LLM-as-a-judge evaluation
In this approach, a second model is used to evaluate the output of the first. The evaluator is prompted to identify unsupported claims or assess whether statements are grounded in the provided sources. This makes it a scalable alternative to human review, especially for large-scale testing. However, it also introduces its own risks, since the evaluator model can itself make mistakes or hallucinate, which makes careful benchmarking important.

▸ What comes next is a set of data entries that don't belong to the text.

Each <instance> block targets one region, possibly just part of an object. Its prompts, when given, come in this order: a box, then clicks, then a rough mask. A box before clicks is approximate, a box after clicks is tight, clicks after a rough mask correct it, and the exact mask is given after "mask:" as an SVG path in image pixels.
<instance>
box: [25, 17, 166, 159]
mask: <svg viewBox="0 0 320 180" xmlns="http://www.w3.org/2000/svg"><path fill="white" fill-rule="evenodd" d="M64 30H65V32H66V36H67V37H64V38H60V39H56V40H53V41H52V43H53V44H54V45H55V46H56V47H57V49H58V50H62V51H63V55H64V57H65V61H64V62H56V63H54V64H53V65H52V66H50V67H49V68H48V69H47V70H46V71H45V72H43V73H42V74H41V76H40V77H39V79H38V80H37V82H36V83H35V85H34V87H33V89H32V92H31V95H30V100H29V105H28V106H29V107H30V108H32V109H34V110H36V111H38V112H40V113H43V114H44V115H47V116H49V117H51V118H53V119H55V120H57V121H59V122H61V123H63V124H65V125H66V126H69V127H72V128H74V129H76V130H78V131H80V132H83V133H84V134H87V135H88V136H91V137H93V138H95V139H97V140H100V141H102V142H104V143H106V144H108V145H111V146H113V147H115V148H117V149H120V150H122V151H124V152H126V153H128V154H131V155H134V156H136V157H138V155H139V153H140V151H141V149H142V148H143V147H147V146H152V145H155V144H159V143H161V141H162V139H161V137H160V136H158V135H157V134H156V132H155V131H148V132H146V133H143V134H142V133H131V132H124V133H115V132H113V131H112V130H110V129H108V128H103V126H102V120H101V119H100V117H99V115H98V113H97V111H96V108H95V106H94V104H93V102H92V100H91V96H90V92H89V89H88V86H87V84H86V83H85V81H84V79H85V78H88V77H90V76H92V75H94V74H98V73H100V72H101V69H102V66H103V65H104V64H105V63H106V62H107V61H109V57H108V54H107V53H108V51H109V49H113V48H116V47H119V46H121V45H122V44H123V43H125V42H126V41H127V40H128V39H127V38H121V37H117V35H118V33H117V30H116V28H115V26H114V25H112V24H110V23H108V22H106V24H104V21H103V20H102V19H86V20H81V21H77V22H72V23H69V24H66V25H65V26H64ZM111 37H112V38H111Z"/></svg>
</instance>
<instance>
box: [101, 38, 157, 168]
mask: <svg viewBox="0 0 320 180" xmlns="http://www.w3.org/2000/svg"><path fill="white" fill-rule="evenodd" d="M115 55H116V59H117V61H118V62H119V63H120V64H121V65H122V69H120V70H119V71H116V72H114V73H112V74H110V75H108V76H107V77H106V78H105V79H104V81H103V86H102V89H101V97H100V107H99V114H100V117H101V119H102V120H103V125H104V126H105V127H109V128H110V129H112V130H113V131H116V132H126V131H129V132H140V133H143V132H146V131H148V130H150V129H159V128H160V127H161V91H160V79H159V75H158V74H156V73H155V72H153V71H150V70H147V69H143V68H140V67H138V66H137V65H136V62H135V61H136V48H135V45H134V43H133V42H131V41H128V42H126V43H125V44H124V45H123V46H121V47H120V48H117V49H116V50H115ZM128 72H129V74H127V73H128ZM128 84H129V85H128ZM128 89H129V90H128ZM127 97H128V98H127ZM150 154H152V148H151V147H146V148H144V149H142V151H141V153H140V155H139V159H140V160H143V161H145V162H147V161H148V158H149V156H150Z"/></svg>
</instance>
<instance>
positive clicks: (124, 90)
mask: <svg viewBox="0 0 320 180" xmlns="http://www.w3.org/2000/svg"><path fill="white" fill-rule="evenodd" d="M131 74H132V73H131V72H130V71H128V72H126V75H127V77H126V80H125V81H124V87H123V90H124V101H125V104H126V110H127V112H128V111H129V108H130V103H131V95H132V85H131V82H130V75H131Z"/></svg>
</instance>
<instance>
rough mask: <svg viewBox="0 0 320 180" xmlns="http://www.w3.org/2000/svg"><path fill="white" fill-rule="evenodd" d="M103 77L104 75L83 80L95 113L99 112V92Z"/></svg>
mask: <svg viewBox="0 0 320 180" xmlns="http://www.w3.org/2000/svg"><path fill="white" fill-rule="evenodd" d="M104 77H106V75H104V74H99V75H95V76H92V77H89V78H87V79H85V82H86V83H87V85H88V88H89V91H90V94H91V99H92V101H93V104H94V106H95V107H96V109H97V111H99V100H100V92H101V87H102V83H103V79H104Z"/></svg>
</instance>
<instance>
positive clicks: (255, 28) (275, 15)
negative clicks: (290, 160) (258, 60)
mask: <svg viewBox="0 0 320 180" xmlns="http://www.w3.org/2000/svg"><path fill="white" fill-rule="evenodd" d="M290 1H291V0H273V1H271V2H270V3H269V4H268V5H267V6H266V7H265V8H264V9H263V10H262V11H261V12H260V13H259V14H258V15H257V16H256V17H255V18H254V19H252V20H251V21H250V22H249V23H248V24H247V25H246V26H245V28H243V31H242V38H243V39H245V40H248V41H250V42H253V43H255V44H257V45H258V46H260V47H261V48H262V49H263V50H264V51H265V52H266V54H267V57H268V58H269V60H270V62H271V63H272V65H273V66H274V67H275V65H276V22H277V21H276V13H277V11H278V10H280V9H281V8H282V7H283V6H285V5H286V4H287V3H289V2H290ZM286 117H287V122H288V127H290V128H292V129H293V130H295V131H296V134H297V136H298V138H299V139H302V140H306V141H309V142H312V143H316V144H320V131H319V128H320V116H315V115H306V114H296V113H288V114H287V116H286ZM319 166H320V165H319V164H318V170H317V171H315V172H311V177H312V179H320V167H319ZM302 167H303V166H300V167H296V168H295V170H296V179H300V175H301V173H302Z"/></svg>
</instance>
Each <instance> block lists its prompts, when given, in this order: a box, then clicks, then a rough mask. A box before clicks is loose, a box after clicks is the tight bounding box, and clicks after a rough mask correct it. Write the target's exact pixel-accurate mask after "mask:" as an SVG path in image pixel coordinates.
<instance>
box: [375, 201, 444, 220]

Synthetic benchmark testing
Dedicated test sets can be constructed specifically to probe hallucination behavior. These often include intentionally misleading or incorrect inputs, such as fabricated diagnoses, nonexistent medications, or ambiguous clinical scenarios. The model is then evaluated on whether it correctly challenges or rejects unsupported information. This type of testing is particularly useful for stress-testing system robustness.
Confidence and uncertainty calibration
Hallucination is not only about correctness but also about how confidently a model expresses its output. A key evaluation question is whether uncertainty is communicated appropriately. Overconfident but incorrect answers are especially risky in healthcare settings, where they can easily be mistaken for clinical fact.
Human expert review
Despite advances in automation, clinical expert review remains one of the most reliable ways to assess hallucinations. Experts typically evaluate whether outputs are factually correct, whether they introduce unsupported claims, whether important details are missing, and whether the level of certainty matches the evidence. While expensive, this approach is still essential for high-risk workflows and for validating automated evaluation methods.
Moving toward trustworthy healthcare AI
Hallucination prevention is ultimately not about achieving perfect certainty. Clinical practice itself involves uncertainty, interpretation, and incomplete information. The goal instead is to build systems that remain transparent about what they know, what they do not know, and where information originates from.
This requires more than prompt engineering alone. It depends on layered system design: retrieval infrastructure, citation mechanisms, evaluation frameworks, validation strategies, and continuous monitoring.
As healthcare AI systems become more integrated into clinical workflows, grounding and traceability will become increasingly important. Trustworthy AI is not simply generated by the model itself, but by the safeguards and engineering decisions surrounding it.
The bottom line
Large language models can be incredibly powerful in healthcare settings, but only when their outputs remain grounded, verifiable, and transparent. Reducing hallucinations is therefore not a single feature or isolated technique. It is an ongoing engineering effort that combines retrieval systems, citation enforcement, different evaluation techniques, and continuous refinement.